Нильс внимательно смотрел на лицо Энрики. На миг оно сделалось растерянным, но тут же сдвинулись брови, сверкнули глаза. Рука сжала гриф.

— Иди, — улыбнулся ей Николас. — Покажи им, что такое Вирту.

— Иду, — выдохнула Энрика и побежала в зал.

— Удачи! — крикнул ей вслед Нильс.

Она обернулась в дверях. Улыбнулась, махнула рукой со скрипкой. А потом скользнула во тьму.

* * *

Выступление, навеки вошедшее в историю как Ластерской филармонии, так и самого Ластера, началось необычно. Публика, сплошь состоящая из истинных ценителей музыки (а кто еще явится на конкурс скрипачей в новогодний вечер?), несмотря на изначальную заинтересованность, утомилась. Все поглядывали на часы и предвкушали обещанный фуршет. Но оставался последний номер. Некая Энрика Маззарини из города Вирту, о котором слышали шесть человек во всем зале. Это считая Адама, Нильса и Флориана Дрешера. «Пусть она уже поскорей отыграет, — думали люди, — и мы отправимся есть и пить».

Если бы Энрика как следует почувствовала это настроение людей, она бы, верно, так не волновалась. Потому что никто и ничего от нее не ждал. Она сделалась для усталых людей досадной помехой перед долгожданным отдыхом.

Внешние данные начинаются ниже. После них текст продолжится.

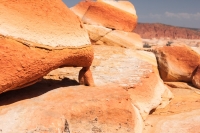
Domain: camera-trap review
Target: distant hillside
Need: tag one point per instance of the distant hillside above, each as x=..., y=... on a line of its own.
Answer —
x=157, y=30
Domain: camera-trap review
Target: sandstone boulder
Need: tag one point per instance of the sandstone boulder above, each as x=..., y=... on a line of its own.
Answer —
x=71, y=109
x=177, y=62
x=181, y=115
x=107, y=14
x=187, y=122
x=37, y=37
x=100, y=35
x=196, y=78
x=128, y=88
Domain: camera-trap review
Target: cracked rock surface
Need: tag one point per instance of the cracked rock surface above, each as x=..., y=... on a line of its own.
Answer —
x=127, y=88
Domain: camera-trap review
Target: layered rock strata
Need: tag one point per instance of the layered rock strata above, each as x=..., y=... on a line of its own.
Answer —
x=105, y=25
x=128, y=88
x=37, y=37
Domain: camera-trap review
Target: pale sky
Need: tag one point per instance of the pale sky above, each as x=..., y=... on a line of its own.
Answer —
x=184, y=13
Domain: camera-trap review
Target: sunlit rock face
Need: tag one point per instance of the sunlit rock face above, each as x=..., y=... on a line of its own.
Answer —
x=36, y=37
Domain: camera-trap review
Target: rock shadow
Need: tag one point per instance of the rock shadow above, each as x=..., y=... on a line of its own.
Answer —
x=35, y=90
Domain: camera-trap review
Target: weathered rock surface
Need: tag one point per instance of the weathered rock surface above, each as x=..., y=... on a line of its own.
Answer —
x=196, y=78
x=187, y=122
x=177, y=62
x=128, y=88
x=30, y=47
x=107, y=14
x=156, y=30
x=71, y=109
x=105, y=36
x=181, y=115
x=109, y=28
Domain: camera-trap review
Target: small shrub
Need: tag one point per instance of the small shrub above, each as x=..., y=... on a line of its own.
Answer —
x=146, y=45
x=169, y=43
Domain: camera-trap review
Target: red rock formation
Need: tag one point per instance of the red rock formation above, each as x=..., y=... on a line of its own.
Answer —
x=196, y=78
x=156, y=30
x=104, y=14
x=39, y=36
x=177, y=62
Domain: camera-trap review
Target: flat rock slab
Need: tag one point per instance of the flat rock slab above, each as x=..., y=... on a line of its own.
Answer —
x=181, y=115
x=127, y=88
x=134, y=71
x=187, y=122
x=113, y=65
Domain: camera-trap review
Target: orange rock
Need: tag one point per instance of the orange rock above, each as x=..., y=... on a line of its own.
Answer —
x=37, y=37
x=107, y=14
x=177, y=62
x=196, y=78
x=70, y=109
x=23, y=65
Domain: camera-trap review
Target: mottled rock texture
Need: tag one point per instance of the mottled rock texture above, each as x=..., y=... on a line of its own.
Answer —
x=177, y=62
x=196, y=77
x=128, y=88
x=30, y=47
x=107, y=14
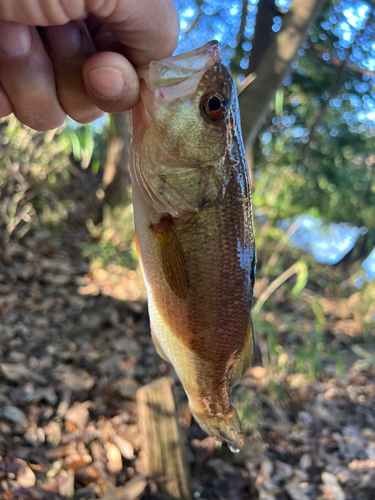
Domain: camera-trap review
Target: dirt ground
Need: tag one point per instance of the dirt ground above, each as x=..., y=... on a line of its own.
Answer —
x=72, y=359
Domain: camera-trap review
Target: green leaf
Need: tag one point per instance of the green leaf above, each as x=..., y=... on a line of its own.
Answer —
x=302, y=277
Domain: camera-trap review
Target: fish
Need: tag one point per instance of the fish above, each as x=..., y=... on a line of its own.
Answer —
x=194, y=229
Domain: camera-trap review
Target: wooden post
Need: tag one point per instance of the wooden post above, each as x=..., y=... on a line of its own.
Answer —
x=163, y=454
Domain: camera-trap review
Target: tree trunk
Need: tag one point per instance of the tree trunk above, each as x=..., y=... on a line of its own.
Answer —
x=263, y=33
x=274, y=66
x=116, y=178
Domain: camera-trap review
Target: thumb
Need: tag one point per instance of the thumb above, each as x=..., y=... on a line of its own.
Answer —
x=147, y=29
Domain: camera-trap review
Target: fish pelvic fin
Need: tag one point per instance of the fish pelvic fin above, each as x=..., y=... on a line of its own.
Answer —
x=171, y=256
x=238, y=370
x=225, y=428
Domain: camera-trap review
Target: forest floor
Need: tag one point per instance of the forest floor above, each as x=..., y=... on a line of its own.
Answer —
x=72, y=357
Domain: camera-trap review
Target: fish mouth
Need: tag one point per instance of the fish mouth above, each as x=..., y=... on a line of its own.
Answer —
x=183, y=71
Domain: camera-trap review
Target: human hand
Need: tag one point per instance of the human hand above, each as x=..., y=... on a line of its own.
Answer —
x=80, y=60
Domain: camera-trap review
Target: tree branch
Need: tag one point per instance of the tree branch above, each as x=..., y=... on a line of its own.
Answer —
x=274, y=66
x=263, y=33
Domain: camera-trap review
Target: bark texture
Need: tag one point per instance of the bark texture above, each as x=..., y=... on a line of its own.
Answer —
x=116, y=178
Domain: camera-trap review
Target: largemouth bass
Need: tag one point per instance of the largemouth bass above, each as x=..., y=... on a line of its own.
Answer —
x=194, y=227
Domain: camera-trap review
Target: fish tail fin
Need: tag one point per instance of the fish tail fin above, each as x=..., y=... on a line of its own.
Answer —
x=225, y=428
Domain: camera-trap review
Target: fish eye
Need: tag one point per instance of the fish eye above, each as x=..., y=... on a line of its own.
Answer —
x=213, y=106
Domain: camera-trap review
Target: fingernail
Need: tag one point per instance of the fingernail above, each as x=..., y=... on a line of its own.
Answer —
x=64, y=41
x=15, y=39
x=107, y=82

И вот эта досадная помеха вышла на сцену. Босиком, в странном, ни на что не похожем платье, с перепутанными волосами и золотой скрипкой. К тому же голову Энрики Маззарини венчала корона. «Точная копия той самой короны», — прошептали соседям некоторые знатоки.

Выйдя на середину сцены, Энрика посмотрела в зал, побледнела. Потом нашла взглядом кого-то и улыбнулась. Некоторые потом утверждали, что видели стоящих в проходе Адама Ханна и Нильса Альтермана, причем, последний поднял руку и помахал Энрике. Никто не верил этим россказням, потому что всем было доподлинно известно, что Нильс Альтерман находится в пожизненном изгнании, а если бы ему придумалось вернуться, то палач снес бы ему голову быстрее, чем он бы успел шаг ступить по улицам Ластера. Да и чего бы ему делать на концерте? Служивый здоровяк! Что он вообще понимает в музыке?

Энрика посмотрела на пюпитр, и те, кто сидел в первых рядах, утверждали потом, что видели, как она покачнулась, будто вот-вот потеряет сознание. Нот на пюпитре не было. И с собой она их тоже не принесла.

В зале было шумно, порхали разговорчики, многие уже ерзали, некоторые — выходили. Мало кто думал, что на сцене живой человек. Ведь если хочешь внимания, зачем выступать в последнюю очередь?